Quantum advantage for learning shallow neural networks with natural data distributions
Laura Lewis, Dar Gilboa, Jarrod R. McClean
TL;DR
This work investigates quantum advantages in learning real-valued, Fourier-sparse functions under non-uniform data. It develops a two-stage quantum algorithm that first uses period-finding to recover the inner linear map $w\star$ and then applies gradient methods to learn the outer periodic coefficients $\beta^{\star}$, achieving exponential quantum speedups over classical gradient-based learners for broad distribution families (Gaussian, generalized Gaussian, logistic). The analysis extends Hallgren-type irrational period finding to pseudoperiodic and non-uniform settings via a tailored verification procedure, enabling efficient learning with QSQ access to discretized quantum example states.

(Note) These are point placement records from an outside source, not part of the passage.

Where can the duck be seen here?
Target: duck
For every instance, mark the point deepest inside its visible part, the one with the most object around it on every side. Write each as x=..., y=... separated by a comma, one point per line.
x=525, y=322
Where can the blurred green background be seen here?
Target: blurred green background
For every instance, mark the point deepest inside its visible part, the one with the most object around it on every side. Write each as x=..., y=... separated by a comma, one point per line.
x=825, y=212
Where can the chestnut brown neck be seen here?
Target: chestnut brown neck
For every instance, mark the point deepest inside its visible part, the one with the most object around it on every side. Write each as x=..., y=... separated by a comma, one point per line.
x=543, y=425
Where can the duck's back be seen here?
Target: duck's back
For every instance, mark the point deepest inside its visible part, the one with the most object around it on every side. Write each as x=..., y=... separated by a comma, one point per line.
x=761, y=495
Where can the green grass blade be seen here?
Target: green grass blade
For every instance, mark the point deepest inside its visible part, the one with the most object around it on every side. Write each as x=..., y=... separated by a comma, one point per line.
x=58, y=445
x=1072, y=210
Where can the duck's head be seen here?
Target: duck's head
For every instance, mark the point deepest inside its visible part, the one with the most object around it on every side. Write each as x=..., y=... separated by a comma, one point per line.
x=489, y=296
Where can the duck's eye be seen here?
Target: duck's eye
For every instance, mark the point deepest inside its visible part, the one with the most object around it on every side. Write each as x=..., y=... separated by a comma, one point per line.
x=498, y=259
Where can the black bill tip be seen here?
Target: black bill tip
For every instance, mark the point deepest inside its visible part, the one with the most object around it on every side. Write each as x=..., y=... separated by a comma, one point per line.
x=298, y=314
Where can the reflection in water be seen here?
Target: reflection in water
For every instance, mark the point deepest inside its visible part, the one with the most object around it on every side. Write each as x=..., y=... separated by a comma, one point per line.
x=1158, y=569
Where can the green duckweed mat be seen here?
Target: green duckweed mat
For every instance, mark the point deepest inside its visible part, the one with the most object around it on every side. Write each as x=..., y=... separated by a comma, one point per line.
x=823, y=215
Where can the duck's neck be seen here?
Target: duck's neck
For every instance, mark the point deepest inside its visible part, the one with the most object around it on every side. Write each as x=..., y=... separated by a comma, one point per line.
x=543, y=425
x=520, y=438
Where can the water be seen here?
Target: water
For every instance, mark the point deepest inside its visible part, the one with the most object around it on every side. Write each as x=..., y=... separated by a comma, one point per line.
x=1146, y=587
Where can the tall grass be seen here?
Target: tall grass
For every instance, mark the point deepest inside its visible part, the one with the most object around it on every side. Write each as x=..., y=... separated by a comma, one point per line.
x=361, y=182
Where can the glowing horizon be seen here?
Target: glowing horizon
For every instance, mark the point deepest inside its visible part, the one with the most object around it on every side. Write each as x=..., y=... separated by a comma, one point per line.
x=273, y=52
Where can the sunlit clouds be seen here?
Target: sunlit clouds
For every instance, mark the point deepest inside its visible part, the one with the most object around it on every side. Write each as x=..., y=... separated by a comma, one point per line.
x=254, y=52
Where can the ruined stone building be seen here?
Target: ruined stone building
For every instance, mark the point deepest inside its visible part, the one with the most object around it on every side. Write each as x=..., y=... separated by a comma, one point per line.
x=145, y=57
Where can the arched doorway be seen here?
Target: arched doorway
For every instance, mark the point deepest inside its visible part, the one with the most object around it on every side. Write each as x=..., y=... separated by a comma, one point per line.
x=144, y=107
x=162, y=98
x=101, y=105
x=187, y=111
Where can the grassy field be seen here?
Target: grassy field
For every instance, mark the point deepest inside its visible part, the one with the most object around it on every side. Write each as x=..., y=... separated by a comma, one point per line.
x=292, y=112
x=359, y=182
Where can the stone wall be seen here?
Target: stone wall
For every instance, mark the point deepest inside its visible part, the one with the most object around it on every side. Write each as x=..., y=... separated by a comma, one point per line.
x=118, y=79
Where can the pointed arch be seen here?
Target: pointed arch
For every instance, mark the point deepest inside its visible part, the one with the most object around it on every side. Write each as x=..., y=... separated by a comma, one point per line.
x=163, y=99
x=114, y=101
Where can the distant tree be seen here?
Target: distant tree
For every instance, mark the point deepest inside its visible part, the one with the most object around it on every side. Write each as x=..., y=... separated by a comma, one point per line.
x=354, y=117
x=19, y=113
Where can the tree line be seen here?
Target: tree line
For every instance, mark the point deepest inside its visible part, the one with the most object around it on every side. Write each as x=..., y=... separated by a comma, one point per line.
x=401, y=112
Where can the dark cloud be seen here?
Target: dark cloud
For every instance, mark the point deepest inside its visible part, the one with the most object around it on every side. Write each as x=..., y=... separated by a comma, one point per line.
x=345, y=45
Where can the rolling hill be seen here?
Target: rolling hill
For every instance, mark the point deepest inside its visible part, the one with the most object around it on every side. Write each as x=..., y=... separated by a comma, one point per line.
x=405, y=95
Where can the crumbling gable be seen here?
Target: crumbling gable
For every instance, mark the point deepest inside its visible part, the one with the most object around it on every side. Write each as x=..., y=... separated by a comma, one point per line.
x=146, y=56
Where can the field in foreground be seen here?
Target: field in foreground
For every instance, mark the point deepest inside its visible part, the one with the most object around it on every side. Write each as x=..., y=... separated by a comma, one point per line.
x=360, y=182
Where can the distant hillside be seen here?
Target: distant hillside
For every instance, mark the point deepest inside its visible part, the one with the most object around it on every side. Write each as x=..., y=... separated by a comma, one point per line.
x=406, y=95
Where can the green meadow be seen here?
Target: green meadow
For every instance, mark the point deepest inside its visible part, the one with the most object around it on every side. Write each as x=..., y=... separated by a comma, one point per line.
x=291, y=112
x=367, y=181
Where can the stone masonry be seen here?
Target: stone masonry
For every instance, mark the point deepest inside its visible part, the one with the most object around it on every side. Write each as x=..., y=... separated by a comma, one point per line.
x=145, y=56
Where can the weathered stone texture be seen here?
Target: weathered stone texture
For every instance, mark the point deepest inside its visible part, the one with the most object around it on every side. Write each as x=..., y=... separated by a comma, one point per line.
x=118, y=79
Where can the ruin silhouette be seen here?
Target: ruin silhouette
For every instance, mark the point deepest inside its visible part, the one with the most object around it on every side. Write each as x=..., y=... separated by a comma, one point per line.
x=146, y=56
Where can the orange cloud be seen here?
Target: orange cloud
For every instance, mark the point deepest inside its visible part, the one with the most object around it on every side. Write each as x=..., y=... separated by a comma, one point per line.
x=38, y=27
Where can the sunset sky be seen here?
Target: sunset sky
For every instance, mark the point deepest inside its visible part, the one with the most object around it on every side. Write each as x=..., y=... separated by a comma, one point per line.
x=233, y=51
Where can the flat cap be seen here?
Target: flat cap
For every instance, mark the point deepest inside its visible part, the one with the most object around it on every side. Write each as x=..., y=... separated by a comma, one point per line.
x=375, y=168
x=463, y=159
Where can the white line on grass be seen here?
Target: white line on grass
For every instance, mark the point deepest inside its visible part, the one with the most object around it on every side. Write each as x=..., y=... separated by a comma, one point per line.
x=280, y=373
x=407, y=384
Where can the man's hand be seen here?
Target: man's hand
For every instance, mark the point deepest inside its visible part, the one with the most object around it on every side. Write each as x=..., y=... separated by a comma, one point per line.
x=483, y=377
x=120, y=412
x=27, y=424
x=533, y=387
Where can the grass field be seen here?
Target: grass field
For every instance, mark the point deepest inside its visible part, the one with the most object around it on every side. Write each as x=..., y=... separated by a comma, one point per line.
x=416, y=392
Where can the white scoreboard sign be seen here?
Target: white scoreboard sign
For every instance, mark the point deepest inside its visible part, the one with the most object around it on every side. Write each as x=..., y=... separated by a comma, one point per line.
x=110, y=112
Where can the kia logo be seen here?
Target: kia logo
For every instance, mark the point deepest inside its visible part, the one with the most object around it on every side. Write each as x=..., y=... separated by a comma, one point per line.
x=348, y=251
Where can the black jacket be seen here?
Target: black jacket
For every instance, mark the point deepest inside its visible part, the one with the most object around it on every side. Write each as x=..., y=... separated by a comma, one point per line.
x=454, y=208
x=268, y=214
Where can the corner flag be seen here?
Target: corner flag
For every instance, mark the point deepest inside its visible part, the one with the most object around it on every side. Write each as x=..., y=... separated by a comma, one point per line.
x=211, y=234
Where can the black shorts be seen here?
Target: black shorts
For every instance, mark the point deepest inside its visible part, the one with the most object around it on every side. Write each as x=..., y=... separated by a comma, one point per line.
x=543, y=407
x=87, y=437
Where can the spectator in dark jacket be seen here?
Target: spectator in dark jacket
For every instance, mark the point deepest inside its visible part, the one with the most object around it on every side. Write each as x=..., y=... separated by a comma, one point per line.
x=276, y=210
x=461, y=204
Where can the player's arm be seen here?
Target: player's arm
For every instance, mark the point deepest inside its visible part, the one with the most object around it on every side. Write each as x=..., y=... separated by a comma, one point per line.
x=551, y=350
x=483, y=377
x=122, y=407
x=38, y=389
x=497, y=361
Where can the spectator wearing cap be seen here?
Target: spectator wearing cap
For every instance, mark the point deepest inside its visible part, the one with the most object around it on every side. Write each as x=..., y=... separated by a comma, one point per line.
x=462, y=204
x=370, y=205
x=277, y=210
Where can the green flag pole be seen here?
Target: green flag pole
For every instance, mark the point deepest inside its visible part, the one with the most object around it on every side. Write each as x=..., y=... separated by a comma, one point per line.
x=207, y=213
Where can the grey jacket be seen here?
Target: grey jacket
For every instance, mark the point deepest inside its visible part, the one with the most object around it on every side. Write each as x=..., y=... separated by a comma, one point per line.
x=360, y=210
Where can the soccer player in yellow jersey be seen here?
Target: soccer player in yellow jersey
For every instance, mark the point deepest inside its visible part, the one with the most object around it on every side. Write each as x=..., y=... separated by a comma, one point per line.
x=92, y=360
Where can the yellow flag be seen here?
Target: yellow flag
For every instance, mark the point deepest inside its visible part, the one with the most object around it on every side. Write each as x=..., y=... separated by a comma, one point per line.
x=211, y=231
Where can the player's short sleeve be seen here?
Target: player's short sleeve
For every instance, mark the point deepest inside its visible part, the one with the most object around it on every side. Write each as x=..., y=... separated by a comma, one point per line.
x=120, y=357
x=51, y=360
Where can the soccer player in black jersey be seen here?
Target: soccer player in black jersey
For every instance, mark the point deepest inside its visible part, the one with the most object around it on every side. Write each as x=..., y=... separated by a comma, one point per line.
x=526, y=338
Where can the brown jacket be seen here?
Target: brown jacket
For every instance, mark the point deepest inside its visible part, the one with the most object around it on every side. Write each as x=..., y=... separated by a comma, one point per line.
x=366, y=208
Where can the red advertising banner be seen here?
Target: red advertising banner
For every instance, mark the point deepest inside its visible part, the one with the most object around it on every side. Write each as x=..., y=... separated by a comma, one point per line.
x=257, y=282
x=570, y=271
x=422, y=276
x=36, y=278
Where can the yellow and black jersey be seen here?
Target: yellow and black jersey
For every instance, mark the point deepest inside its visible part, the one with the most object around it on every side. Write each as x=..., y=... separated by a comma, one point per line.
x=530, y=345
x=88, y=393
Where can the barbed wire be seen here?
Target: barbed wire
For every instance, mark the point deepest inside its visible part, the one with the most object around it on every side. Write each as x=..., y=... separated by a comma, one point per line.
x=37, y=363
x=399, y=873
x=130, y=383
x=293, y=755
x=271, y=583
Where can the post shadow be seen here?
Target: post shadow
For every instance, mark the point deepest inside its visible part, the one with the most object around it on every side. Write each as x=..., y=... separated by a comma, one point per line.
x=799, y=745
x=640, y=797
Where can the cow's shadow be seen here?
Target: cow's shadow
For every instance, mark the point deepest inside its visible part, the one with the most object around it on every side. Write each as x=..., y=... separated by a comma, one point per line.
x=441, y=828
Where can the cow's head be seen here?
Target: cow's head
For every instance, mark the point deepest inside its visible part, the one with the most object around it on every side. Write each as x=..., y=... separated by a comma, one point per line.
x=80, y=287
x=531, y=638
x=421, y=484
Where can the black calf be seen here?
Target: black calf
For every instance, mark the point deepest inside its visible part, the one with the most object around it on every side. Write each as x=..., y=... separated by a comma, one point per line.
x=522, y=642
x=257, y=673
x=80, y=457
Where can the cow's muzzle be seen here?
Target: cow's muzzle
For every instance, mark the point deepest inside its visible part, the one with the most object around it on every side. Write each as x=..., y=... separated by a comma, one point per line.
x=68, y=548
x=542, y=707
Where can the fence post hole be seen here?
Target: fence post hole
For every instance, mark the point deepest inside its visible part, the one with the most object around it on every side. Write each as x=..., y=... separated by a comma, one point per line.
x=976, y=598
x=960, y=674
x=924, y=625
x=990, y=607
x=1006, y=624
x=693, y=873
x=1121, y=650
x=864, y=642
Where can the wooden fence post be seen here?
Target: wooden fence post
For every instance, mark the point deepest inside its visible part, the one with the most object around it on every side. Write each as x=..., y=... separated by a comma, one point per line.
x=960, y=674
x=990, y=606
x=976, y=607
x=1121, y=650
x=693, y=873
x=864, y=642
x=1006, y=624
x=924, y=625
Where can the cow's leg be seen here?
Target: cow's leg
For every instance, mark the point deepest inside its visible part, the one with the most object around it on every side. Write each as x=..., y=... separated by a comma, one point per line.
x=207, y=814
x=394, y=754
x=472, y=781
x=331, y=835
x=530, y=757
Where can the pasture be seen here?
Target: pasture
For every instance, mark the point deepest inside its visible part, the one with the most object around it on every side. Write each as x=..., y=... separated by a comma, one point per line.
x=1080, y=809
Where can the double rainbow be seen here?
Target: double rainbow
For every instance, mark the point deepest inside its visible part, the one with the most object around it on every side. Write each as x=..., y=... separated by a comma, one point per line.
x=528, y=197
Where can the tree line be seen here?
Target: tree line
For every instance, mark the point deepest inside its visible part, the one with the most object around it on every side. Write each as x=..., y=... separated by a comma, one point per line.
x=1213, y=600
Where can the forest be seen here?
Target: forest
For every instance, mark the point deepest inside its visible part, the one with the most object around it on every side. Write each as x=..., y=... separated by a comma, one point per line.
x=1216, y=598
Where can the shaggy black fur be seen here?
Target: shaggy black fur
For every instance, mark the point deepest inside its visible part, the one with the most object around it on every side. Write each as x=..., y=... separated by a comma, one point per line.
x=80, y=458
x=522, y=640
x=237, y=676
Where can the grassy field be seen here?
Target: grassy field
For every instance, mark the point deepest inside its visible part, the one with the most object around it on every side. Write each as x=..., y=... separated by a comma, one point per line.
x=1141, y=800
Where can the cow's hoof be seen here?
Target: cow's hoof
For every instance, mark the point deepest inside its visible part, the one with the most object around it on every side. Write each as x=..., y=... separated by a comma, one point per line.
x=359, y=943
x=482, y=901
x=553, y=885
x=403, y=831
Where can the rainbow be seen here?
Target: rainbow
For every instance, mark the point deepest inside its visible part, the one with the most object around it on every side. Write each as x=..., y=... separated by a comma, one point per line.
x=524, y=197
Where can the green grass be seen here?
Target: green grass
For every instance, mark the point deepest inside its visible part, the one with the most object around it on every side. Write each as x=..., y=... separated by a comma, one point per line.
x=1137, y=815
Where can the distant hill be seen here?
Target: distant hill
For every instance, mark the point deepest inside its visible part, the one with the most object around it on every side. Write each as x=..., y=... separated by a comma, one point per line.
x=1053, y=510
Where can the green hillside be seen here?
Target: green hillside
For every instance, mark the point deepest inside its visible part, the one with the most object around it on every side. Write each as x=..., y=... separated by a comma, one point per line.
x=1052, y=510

The results close part of the gap between uniform-distribution advantages and distribution-free impossibility by showing exponential quantum gains for a natural real-valued function class—periodic neurons—across practically relevant distributions. The work also discusses practical considerations for quantum data encoding, potential applicability to real-world models, and several open questions around hardness strengthening and broader distribution classes.
Abstract
The application of quantum computers to machine learning tasks is an exciting potential direction to explore in search of quantum advantage. In the absence of large quantum computers to empirically evaluate performance, theoretical frameworks such as the quantum probably approximately correct (PAC) and quantum statistical query (QSQ) models have been proposed to study quantum algorithms for learning classical functions. Despite numerous works investigating quantum advantage in these models, we nevertheless only understand it at two extremes: either exponential quantum advantages for uniform input distributions or no advantage for potentially adversarial distributions. In this work, we study the gap between these two regimes by designing an efficient quantum algorithm for learning periodic neurons in the QSQ model over a broad range of non-uniform distributions, which includes Gaussian, generalized Gaussian, and logistic distributions. To our knowledge, our work is also the first result in quantum learning theory for classical functions that explicitly considers real-valued functions. Recent advances in classical learning theory prove that learning periodic neurons is hard for any classical gradient-based algorithm, giving us an exponential quantum advantage over such algorithms, which are the standard workhorses of machine learning. Moreover, in some parameter regimes, the problem remains hard for classical statistical query algorithms and even general classical algorithms learning under small amounts of noise.